Las cortinas se levantaron y luego bajaron. La habitación se iluminó y se oscureció.
Angus
bostezó.

—Entonces, ¿qué hacemos? —quiso saber el cantante.

—¿Nunca has jugado con un tablero de ouija?

Jude negó con la cabeza.

—Bien, los dos ponemos una mano sobre la tablilla. —Mientras lo explicaba empezó a tender la mano derecha hacia delante, luego cambió de idea y trató de retirarla.

Fue demasiado tarde. El estiró su mano y la sujetó por la muñeca. Ella hizo una mueca de dolor.

Se había quitado las vendas antes de ducharse y todavía no se había puesto las nuevas. La visión de aquella mano descubierta dejó a Jude sin aliento. Parecía que hubiese permanecido metida en agua durante horas. La piel estaba arrugada, blanca y blanda. Lo del pulgar era peor. Por un instante, en la oscuridad, pareció que casi no tenía piel. La carne estaba inflamada y de un sorprendente color morado, y donde debía estar la yema había un amplio círculo de infección, un disco de pus, hundido, amarillo, que se oscurecía hasta volverse negro en el centro.
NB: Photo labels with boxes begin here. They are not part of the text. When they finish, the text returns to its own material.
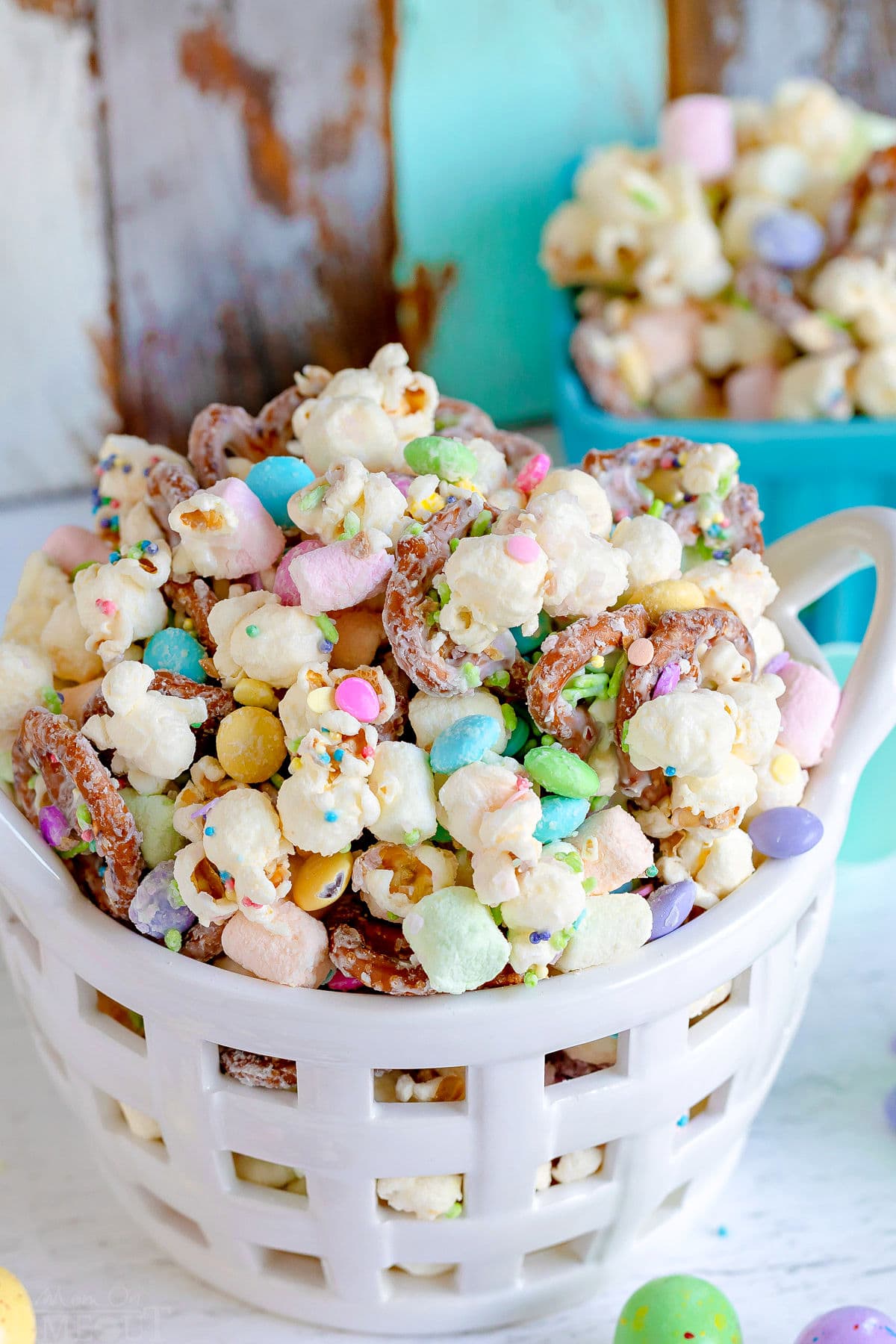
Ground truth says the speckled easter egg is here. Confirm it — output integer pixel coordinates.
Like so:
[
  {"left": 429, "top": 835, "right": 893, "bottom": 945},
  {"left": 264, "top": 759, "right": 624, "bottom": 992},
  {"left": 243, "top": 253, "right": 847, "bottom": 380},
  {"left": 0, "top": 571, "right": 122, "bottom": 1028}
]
[
  {"left": 795, "top": 1307, "right": 896, "bottom": 1344},
  {"left": 612, "top": 1274, "right": 743, "bottom": 1344},
  {"left": 0, "top": 1267, "right": 37, "bottom": 1344}
]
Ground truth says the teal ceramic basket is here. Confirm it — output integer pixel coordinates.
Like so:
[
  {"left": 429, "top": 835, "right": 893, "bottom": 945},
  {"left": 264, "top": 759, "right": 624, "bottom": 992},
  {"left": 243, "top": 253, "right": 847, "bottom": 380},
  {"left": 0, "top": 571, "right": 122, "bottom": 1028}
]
[{"left": 552, "top": 164, "right": 896, "bottom": 641}]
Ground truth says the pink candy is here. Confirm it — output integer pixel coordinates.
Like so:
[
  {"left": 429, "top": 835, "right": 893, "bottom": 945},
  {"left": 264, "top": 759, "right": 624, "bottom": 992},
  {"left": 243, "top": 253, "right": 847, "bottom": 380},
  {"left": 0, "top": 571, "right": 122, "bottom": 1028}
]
[
  {"left": 274, "top": 538, "right": 324, "bottom": 606},
  {"left": 778, "top": 659, "right": 839, "bottom": 769},
  {"left": 335, "top": 676, "right": 380, "bottom": 723},
  {"left": 514, "top": 453, "right": 551, "bottom": 494},
  {"left": 659, "top": 93, "right": 736, "bottom": 181},
  {"left": 505, "top": 532, "right": 541, "bottom": 564},
  {"left": 289, "top": 536, "right": 395, "bottom": 615},
  {"left": 42, "top": 527, "right": 109, "bottom": 574}
]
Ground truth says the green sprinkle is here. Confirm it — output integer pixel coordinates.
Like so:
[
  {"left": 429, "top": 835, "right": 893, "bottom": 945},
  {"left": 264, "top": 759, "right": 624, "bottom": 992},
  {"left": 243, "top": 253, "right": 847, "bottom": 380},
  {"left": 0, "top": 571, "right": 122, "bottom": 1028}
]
[
  {"left": 298, "top": 485, "right": 328, "bottom": 514},
  {"left": 314, "top": 615, "right": 338, "bottom": 644},
  {"left": 340, "top": 509, "right": 361, "bottom": 541}
]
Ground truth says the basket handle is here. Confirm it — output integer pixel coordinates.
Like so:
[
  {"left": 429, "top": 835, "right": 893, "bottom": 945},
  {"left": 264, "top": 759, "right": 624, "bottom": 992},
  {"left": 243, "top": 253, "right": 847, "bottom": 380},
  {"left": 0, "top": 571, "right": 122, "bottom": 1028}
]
[{"left": 765, "top": 505, "right": 896, "bottom": 780}]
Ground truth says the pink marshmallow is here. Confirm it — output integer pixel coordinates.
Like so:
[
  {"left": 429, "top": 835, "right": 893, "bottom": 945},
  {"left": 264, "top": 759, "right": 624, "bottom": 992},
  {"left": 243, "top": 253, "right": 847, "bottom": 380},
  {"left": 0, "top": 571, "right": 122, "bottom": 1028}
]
[
  {"left": 274, "top": 536, "right": 324, "bottom": 606},
  {"left": 726, "top": 364, "right": 779, "bottom": 420},
  {"left": 778, "top": 660, "right": 839, "bottom": 769},
  {"left": 42, "top": 526, "right": 111, "bottom": 574},
  {"left": 212, "top": 476, "right": 286, "bottom": 579},
  {"left": 220, "top": 900, "right": 331, "bottom": 989},
  {"left": 289, "top": 534, "right": 395, "bottom": 615},
  {"left": 659, "top": 93, "right": 736, "bottom": 181}
]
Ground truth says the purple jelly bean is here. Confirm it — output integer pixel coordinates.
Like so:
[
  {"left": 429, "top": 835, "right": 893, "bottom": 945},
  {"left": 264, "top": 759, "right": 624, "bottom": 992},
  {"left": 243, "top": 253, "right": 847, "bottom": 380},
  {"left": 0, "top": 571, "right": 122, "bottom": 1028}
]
[
  {"left": 37, "top": 803, "right": 71, "bottom": 850},
  {"left": 748, "top": 808, "right": 825, "bottom": 859},
  {"left": 650, "top": 662, "right": 681, "bottom": 700},
  {"left": 128, "top": 859, "right": 196, "bottom": 938},
  {"left": 647, "top": 877, "right": 697, "bottom": 942},
  {"left": 795, "top": 1307, "right": 896, "bottom": 1344}
]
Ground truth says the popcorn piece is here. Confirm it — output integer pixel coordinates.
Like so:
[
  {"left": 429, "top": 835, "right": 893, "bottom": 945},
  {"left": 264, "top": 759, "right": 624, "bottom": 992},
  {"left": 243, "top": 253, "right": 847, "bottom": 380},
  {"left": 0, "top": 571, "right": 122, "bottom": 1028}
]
[
  {"left": 74, "top": 541, "right": 170, "bottom": 668},
  {"left": 370, "top": 742, "right": 435, "bottom": 844},
  {"left": 439, "top": 534, "right": 548, "bottom": 653},
  {"left": 612, "top": 514, "right": 681, "bottom": 588},
  {"left": 627, "top": 689, "right": 736, "bottom": 777},
  {"left": 168, "top": 476, "right": 284, "bottom": 579},
  {"left": 84, "top": 662, "right": 205, "bottom": 793}
]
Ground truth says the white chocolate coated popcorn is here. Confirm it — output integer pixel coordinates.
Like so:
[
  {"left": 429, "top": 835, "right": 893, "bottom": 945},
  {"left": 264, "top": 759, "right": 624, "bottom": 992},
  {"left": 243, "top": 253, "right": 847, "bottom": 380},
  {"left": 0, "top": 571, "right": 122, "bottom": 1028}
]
[
  {"left": 370, "top": 742, "right": 435, "bottom": 844},
  {"left": 84, "top": 662, "right": 205, "bottom": 793},
  {"left": 74, "top": 541, "right": 170, "bottom": 668}
]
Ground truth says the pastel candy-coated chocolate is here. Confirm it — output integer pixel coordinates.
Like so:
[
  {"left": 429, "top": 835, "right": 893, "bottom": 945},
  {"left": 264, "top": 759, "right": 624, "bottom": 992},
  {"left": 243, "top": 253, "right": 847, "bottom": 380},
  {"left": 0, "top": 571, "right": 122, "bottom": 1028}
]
[
  {"left": 647, "top": 877, "right": 697, "bottom": 942},
  {"left": 246, "top": 457, "right": 314, "bottom": 527},
  {"left": 274, "top": 536, "right": 324, "bottom": 606},
  {"left": 333, "top": 676, "right": 380, "bottom": 723},
  {"left": 144, "top": 625, "right": 205, "bottom": 682},
  {"left": 659, "top": 93, "right": 736, "bottom": 181},
  {"left": 212, "top": 476, "right": 284, "bottom": 578},
  {"left": 405, "top": 434, "right": 478, "bottom": 481},
  {"left": 128, "top": 859, "right": 196, "bottom": 938},
  {"left": 523, "top": 747, "right": 600, "bottom": 798},
  {"left": 778, "top": 659, "right": 839, "bottom": 770},
  {"left": 402, "top": 887, "right": 511, "bottom": 995},
  {"left": 430, "top": 714, "right": 501, "bottom": 774},
  {"left": 748, "top": 808, "right": 825, "bottom": 859},
  {"left": 794, "top": 1307, "right": 896, "bottom": 1344},
  {"left": 752, "top": 210, "right": 825, "bottom": 270},
  {"left": 289, "top": 538, "right": 395, "bottom": 615},
  {"left": 612, "top": 1274, "right": 743, "bottom": 1344},
  {"left": 533, "top": 793, "right": 590, "bottom": 844},
  {"left": 40, "top": 524, "right": 111, "bottom": 574}
]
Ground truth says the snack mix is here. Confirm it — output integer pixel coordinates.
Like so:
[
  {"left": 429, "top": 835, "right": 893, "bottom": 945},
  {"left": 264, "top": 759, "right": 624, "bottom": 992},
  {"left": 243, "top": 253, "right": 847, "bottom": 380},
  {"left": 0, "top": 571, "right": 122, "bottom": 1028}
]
[
  {"left": 0, "top": 346, "right": 839, "bottom": 1218},
  {"left": 541, "top": 79, "right": 896, "bottom": 420}
]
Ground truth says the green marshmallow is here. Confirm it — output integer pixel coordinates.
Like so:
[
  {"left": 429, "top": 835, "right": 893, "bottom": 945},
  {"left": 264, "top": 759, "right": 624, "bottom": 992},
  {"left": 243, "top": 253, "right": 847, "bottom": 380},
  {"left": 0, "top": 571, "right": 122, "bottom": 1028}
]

—Santo cielo —exclamó Jude.

El rostro demasiado pálido y demasiado delgado de Georgia estaba asombrosamente tranquilo, mirándolo a los ojos a través de las sombras vacilantes. Retiró la mano con un movimiento enérgico.

—¿Quieres perder esa mano? —preguntó él—. ¿Quieres arriesgarte a morir de un envenenamiento de la sangre?

—No tengo tanto miedo de morir ahora como hace un par de días. ¿No es gracioso?

Jude abrió la boca para responderle y descubrió que no tenía nada que decirle. Notaba un nudo en la garganta. Lo que le estaba ocurriendo en la mano podía matarla si no hacía algo rápido. Ambos lo sabían, y ella no estaba asustada.

—La muerte no es el final —dijo Georgia—. Ahora lo sé. Los dos lo sabemos.

—Pero no es razón para conformarse con la muerte, sin más. No es motivo para no cuidarse.

—Yo no he decidido morirme sin más. Sólo he decidido que no iré a ningún hospital. Ya hemos hablado de eso. Sabes que no podemos llevar a los perros con nosotros a ninguna sala de urgencias.

—Soy rico. Puedo hacer que venga un médico privado.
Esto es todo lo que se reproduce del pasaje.